The CDC recommends that if you have an unprotected exposure (ie, are not wearing recommended PPE) to a patient with confirmed or possible COVID-19, this should be reported immediately to occupational health. In addition, if you develop symptoms consistent with COVID-19 (fever, cough, or difficulty breathing), this should be reported as well.

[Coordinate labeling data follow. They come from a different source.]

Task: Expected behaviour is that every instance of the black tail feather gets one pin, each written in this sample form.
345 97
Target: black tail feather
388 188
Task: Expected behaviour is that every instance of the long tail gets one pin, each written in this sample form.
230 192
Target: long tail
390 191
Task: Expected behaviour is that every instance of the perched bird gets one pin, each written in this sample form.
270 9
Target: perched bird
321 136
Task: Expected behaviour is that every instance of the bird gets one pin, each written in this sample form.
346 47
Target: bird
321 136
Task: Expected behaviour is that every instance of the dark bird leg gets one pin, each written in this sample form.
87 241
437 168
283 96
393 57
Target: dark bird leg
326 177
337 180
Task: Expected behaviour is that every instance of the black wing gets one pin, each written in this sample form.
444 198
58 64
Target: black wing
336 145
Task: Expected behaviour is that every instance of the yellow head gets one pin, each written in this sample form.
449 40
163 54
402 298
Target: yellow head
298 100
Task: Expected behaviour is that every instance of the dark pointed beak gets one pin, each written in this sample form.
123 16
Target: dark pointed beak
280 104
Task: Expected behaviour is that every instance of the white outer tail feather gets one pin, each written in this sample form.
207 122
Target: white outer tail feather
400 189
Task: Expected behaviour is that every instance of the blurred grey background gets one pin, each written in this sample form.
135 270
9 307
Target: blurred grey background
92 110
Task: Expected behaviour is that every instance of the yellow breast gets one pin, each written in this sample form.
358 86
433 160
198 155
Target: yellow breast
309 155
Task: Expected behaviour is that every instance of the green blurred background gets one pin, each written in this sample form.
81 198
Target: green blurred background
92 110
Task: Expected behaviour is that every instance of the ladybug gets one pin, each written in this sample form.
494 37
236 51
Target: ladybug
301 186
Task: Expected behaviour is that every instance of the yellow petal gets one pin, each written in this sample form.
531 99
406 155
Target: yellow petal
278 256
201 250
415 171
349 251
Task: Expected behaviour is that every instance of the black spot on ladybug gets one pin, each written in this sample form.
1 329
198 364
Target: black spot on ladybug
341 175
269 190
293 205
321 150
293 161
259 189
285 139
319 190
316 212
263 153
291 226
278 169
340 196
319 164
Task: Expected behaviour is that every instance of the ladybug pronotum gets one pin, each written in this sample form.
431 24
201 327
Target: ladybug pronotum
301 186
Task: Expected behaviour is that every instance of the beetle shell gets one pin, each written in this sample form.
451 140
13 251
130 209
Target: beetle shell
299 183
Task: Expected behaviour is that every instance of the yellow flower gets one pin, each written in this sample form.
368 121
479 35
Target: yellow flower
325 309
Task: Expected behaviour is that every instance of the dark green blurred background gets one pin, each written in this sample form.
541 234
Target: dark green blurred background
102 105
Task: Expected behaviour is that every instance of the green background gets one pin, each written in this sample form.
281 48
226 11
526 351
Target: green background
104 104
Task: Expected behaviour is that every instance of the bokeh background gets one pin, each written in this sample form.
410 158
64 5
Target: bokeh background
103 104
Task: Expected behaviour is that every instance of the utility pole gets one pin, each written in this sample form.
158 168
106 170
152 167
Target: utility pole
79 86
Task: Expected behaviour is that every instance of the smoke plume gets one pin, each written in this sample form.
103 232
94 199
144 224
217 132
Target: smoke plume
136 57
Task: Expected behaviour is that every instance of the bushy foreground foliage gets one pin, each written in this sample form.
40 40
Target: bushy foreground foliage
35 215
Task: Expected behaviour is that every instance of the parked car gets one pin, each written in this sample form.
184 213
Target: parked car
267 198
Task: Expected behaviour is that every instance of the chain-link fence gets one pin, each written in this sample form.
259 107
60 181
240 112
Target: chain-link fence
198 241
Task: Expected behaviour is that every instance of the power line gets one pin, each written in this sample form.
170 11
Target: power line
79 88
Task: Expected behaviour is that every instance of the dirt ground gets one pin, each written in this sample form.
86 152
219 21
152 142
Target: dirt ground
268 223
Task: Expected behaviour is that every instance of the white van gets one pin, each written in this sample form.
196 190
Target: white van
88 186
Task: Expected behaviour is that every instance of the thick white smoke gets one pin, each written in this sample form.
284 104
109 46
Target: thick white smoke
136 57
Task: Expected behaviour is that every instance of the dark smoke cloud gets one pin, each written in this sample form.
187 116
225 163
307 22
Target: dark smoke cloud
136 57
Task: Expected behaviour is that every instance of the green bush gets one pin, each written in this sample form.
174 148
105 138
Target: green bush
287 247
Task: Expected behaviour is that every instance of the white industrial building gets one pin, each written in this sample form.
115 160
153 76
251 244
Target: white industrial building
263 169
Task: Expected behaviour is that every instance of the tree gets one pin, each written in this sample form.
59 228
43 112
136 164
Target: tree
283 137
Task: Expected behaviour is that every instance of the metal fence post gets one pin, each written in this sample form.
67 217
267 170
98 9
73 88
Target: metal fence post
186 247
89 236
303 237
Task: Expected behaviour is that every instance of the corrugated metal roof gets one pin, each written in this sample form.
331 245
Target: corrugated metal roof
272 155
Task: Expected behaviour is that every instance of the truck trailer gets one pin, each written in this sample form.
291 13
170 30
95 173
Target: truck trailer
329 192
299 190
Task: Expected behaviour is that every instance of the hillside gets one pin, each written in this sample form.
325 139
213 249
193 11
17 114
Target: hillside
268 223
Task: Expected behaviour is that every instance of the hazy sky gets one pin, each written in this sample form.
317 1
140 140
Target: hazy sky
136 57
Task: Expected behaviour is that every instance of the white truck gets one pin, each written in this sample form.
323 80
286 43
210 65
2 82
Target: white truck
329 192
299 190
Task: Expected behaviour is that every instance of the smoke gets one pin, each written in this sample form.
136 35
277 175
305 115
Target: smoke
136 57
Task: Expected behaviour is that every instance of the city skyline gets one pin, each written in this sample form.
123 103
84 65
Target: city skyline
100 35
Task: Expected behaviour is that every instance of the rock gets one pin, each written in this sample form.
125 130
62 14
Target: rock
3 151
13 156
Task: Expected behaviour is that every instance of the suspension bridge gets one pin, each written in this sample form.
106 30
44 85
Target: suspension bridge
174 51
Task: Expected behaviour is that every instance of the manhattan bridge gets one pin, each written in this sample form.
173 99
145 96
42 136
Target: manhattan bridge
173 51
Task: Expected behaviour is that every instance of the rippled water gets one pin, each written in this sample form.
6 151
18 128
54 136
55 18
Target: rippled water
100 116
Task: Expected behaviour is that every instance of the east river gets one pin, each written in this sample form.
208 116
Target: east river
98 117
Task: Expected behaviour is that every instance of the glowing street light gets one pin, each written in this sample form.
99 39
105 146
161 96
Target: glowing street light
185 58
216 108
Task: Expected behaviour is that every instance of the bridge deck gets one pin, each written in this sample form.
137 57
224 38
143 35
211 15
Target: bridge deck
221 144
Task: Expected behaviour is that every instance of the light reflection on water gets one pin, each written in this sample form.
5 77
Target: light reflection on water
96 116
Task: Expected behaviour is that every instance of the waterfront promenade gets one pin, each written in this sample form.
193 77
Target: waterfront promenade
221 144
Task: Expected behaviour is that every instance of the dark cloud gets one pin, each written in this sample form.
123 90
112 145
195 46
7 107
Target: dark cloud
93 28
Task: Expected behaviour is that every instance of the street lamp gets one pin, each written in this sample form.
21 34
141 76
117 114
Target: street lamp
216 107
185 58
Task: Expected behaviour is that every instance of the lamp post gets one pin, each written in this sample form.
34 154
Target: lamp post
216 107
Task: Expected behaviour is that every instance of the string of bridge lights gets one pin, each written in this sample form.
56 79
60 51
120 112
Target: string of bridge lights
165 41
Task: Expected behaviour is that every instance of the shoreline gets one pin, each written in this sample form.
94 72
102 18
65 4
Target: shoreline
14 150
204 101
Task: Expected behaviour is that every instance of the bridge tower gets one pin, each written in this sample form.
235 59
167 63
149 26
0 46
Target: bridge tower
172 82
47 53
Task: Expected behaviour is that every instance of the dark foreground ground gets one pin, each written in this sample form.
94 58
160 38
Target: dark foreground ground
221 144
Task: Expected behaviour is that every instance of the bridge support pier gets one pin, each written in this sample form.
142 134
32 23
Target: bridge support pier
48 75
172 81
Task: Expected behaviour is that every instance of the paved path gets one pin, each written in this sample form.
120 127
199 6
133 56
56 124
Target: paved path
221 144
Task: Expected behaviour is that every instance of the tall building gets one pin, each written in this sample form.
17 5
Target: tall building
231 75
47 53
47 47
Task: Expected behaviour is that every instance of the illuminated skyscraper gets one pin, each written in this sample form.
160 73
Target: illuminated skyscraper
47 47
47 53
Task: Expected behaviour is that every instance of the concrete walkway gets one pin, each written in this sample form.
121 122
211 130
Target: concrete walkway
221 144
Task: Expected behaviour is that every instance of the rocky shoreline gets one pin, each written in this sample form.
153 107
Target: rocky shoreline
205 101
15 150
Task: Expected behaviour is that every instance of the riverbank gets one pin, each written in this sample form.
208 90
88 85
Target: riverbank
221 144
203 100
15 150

The CDC has issued guidelines to establish current best practices in limiting the effect of COVID-19 in healthcare settings. https://www.cdc.gov/coronavirus/2019-ncov/healthcare-facilities/guidance-hcf.html

Full guidance on infection prevention for epidemic- and pandemic-prone acute respiratory infection in healthcare can be found on the WHO website.[5-8]

Highlights

  • Gowns should be worn by HCP in the evaluation and treatment of a patient with possible COVID-19 infection. In cases of invasive procedures that might put HCP in contact with blood or bodily fluids, isolation gowns with a high degree of protection are recommended. For routine care, gowns with low or minimal barrier protection are sufficient.
  • HCP should follow their institution's recommendations regarding putting on and taking off (donning and doffing) PPE. Failing that, they provide a resource to demonstrate best techniques: https://www.cdc.gov/niosh/npptl/pdfs/PPE-Sequence-508.pdf
  • Hand hygiene with soap or an alcohol-based rub is essential before putting on and after taking off PPE.
  • Coveralls, which typically include 360-degree protection for the entire body, are acceptable alternatives to gowns and may be necessary in medical transport of potential cases of COVID-19. However, coveralls are more difficult to put on and take off safely vs gowns, and they can be uncomfortable.
  • Nonsterile disposable examination gloves are recommended when examining patients with suspected COVID-19 infection. Double gloving or using extra-long gloves is unnecessary.
  • The CDC does not recommend the use of respirators outside of healthcare settings.
  • Patients being evaluated for possible infection with COVID-19 should wear face masks to prevent the dispersion of large particles. Once the patient is isolated in the healthcare facility or home, their face mask may be removed.
  • HCP attending these patients should wear N95 respirators, which effectively filter large and small particles. Surgical N95 respirators should be worn in cases of potential airborne and fluid hazards by healthcare workers. The CDC specifies the use of N95 respirators for health care workers only. They do not recommend they be worn by the general public to protect themselves from COVID-19 as they site no added health benefit.
  • Shoe or boot covers are not necessary in the routine evaluation and management of patients with COVID-19.

Clinical Implications

  • As of March 17, more than 150 countries have reported laboratory-confirmed cases of COVID-19, including the United States. The number of confirmed cases worldwide has risen exponentially, going from 282 to more than 182,000 in the few months that have passed since the World Health Organization (WHO) started tracking it in January 2020. There have been more than 7000 deaths resulting from COVID-19.
  • PPE for the evaluation and management of COVID-19 should include a full-face shield or goggles, a gown, an N95 respirator, and gloves. Shoe or boot covers are unnecessary.
  • Implications for the Healthcare Team: Infection control requires a team approach to reach success. All team members should be aware of PPE required in clinical settings in cases of COVID-19 infection.